2013 Summit League baseball tournament
- Teams: 4
- Format: Double-elimination
- Finals site: Oakland University Baseball Field; Rochester, MI;
- Champions: South Dakota State (1st title)
- Winning coach: Dave Schrage (1st title)
- MVP: Daniel Telford (South Dakota State)

= 2013 Summit League baseball tournament =

Amateur baseball tournament

The 2013 Summit League baseball tournament took place from May 23 through 26. The top four regular season finishers of the league's five eligible teams met in the double-elimination tournament held at Oakland University Baseball Field in Rochester, Michigan. Nebraska–Omaha was not eligible. claimed their first tournament championship and earned the Summit League's automatic bid to the 2013 NCAA Division I baseball tournament.

==Seeding==
The top four finishers from the regular season were seeded one through four based on conference winning percentage. The teams then played a double elimination tournament.
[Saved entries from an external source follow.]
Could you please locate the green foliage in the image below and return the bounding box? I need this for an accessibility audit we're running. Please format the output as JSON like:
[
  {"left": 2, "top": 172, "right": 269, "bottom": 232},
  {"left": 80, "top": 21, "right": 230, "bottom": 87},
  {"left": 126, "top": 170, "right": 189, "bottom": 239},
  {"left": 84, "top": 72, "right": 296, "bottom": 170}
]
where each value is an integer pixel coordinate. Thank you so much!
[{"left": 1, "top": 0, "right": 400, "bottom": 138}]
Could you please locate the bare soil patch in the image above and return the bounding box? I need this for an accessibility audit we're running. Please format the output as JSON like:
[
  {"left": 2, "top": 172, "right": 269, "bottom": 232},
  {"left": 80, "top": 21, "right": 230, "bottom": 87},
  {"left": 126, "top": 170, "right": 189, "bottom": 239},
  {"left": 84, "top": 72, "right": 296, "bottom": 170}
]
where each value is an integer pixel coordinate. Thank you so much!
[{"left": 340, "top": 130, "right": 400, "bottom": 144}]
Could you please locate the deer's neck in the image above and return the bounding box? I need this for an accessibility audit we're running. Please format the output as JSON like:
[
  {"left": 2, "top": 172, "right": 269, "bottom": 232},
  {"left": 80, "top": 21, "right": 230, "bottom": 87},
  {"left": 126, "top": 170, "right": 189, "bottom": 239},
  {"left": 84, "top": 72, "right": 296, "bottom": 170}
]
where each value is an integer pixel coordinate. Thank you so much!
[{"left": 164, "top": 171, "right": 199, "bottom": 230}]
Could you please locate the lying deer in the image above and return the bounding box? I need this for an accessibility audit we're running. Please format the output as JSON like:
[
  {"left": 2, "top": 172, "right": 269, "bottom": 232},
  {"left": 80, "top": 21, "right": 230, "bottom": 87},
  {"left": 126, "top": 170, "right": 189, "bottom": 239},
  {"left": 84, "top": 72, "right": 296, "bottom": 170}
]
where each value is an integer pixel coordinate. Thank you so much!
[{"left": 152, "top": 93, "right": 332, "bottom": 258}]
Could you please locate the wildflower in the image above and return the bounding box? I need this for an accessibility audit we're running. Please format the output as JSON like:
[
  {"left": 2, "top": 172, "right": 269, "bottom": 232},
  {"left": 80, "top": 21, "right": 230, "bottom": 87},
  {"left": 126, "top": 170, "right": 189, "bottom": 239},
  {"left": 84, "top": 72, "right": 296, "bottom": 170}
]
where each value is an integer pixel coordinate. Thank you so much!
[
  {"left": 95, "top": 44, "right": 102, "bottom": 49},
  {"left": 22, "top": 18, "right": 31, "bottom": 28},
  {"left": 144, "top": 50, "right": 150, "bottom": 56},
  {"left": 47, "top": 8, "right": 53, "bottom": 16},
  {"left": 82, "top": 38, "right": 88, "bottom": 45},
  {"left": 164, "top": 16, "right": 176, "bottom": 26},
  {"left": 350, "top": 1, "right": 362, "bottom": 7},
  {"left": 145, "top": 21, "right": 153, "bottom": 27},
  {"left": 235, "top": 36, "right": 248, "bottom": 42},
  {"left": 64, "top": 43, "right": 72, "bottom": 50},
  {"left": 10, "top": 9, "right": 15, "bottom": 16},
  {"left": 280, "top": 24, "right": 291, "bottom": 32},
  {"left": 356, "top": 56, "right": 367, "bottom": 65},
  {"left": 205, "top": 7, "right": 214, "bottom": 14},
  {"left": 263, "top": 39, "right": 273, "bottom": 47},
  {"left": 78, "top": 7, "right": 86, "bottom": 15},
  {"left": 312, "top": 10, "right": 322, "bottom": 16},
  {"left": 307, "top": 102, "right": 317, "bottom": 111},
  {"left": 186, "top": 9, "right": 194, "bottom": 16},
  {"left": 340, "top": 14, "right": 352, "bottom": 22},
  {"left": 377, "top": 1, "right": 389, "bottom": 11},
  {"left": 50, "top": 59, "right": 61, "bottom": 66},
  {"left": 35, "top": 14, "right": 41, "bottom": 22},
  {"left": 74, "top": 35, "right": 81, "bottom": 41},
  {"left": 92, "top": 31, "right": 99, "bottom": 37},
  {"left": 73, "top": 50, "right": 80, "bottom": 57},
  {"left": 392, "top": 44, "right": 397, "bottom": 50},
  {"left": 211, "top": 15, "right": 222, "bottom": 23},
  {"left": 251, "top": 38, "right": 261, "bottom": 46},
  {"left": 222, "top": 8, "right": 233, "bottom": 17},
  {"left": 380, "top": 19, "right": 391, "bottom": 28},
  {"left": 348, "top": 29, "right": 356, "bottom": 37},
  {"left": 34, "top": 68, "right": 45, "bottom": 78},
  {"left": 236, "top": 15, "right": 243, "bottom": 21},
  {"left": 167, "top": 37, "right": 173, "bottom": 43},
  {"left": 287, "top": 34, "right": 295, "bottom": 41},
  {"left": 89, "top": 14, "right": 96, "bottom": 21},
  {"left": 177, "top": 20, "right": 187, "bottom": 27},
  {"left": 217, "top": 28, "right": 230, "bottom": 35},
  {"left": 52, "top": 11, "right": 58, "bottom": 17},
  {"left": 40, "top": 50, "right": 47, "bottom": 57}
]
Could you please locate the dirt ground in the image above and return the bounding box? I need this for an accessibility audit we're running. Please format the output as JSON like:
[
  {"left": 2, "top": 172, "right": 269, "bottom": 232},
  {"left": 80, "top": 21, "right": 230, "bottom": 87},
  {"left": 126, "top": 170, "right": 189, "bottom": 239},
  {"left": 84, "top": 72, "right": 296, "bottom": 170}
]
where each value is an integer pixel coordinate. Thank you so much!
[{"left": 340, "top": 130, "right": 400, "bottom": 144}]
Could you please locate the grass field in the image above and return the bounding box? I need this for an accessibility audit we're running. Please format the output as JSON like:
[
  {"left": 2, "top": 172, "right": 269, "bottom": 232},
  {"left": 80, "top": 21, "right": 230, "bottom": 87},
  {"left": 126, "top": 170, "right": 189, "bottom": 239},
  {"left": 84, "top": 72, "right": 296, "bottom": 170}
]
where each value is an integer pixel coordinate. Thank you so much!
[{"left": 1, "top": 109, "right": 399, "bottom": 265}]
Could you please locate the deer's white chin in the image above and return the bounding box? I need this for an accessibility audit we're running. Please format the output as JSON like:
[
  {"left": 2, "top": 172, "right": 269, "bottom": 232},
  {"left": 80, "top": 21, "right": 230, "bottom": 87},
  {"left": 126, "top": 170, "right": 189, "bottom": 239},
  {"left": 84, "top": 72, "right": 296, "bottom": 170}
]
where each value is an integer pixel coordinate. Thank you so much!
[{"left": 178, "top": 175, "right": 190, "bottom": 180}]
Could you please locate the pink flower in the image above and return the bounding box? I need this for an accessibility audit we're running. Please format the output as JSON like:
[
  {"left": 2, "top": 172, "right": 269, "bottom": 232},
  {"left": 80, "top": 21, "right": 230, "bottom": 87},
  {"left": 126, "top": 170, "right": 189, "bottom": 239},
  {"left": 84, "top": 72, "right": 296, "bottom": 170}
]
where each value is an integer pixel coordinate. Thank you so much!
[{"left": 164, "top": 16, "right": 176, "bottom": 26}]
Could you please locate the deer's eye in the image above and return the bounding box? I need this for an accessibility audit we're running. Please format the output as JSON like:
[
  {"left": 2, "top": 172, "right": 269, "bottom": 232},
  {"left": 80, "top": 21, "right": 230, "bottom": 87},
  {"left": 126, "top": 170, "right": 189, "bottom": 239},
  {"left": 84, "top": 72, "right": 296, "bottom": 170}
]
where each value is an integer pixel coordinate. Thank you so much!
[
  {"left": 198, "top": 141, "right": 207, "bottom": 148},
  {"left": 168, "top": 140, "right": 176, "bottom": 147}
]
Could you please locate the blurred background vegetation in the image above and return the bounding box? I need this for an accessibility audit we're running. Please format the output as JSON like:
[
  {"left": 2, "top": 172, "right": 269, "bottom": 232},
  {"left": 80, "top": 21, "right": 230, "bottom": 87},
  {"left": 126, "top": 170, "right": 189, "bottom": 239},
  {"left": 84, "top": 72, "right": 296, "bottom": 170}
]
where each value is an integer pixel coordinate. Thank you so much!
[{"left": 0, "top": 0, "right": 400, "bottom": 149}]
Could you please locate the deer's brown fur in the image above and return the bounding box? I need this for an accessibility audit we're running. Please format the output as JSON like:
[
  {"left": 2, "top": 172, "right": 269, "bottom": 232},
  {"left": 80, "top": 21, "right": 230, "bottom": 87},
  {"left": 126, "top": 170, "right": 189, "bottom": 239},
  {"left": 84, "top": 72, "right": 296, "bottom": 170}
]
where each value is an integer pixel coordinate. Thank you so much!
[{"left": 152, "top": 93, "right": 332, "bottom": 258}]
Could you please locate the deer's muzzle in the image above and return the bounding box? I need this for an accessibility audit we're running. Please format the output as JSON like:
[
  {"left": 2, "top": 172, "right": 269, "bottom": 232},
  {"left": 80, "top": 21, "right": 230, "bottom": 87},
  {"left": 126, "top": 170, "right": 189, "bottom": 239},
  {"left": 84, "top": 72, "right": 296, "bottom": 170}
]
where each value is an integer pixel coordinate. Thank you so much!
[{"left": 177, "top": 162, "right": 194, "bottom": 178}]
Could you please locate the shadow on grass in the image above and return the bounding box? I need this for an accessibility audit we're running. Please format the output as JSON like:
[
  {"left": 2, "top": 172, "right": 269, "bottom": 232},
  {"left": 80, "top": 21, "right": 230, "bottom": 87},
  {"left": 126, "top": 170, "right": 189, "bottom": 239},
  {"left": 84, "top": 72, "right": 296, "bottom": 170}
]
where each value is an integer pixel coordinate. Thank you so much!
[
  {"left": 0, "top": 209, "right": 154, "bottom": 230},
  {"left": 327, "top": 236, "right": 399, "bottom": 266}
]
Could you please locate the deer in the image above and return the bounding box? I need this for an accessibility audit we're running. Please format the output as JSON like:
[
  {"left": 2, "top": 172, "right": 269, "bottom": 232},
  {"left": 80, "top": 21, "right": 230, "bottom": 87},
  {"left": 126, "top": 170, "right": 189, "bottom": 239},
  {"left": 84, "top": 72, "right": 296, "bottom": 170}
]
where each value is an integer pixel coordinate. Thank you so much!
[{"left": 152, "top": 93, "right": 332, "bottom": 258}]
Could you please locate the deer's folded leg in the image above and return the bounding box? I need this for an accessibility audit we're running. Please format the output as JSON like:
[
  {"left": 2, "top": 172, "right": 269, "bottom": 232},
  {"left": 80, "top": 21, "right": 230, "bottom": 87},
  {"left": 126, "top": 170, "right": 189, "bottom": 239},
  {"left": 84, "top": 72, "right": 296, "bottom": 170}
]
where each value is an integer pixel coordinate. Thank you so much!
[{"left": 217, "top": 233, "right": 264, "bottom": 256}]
Nebraska–Omaha, in its first year in the Summit League and second at the Division I level, was not eligible for the tournament due to NCAA reclassification rules.
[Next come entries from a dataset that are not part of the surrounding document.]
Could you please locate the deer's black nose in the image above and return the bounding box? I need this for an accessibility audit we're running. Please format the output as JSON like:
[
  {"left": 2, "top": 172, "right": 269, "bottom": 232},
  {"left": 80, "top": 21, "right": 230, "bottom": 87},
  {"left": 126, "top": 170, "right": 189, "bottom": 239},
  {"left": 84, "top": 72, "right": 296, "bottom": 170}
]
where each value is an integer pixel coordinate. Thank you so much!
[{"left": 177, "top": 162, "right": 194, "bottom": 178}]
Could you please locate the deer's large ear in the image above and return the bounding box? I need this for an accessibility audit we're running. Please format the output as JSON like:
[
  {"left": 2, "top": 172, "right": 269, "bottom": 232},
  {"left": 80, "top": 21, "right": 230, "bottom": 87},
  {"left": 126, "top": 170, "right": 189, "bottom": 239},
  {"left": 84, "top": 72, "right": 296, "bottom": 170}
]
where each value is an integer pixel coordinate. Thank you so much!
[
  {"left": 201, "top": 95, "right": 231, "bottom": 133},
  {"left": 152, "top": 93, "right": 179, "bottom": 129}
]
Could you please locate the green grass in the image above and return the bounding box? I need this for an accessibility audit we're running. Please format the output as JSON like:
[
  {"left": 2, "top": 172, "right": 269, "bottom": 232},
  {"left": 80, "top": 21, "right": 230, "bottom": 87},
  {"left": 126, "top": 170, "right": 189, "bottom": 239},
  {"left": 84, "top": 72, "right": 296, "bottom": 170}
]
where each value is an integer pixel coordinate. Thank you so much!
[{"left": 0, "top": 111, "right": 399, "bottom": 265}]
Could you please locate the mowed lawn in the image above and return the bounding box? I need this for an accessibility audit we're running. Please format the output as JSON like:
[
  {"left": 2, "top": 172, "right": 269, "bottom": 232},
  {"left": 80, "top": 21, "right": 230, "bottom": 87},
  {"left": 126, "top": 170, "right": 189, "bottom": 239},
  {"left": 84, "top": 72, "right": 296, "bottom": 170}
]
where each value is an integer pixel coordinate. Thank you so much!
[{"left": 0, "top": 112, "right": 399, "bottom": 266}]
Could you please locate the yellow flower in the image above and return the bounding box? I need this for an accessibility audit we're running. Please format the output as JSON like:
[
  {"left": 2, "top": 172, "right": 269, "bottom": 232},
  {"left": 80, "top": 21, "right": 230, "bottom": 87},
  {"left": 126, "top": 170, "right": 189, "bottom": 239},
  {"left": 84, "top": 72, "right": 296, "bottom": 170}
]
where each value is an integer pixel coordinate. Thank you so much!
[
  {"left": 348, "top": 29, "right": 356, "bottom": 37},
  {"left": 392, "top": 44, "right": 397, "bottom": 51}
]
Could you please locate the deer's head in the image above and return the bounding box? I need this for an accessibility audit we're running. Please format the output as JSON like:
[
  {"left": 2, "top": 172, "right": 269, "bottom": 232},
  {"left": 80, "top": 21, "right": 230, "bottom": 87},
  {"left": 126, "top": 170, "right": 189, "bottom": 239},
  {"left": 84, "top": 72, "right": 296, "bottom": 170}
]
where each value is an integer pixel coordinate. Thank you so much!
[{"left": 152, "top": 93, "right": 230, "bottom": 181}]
| Team | W | L | Pct. | GB | Seed |
|---|---|---|---|---|---|
| Nebraska–Omaha | 20 | 6 | .769 | – | – |
| South Dakota State | 16 | 10 | .615 | 4 | 1 |
| Oakland | 15 | 13 | .536 | 6 | 2 |
| North Dakota State | 11 | 13 | .458 | 8 | 3 |
| Western Illinois | 9 | 17 | .346 | 11 | 4 |
| IPFW | 9 | 21 | .300 | 13 | – |

==All-Tournament Team==
The following players were named to the All-Tournament Team.

| Name | School |
|---|---|
| Stephen Bougher | South Dakota State |
| Dan Dispensa | Western Illinois |
| Kolton Emery | South Dakota State |
| David Ernst | North Dakota State |
| Tanner Glore | Western Illinois |
| Jason Hager | Oakland |
| Nolan Jacoby | Oakland |
| Kyle Kleinendorst | North Dakota State |
| Aaron Michel | Western Illinois |
| J. D. Moore | South Dakota State |
| Wes Satzinger | North Dakota State |
| Scott Splett | South Dakota State |
| John Straka | North Dakota State |
| Daniel Telford | South Dakota State |

===Most Valuable Player===
Daniel Telford of South Dakota State was named Tournament Most Valuable Player, recording a pair of doubles and driving in the only run of the championship game.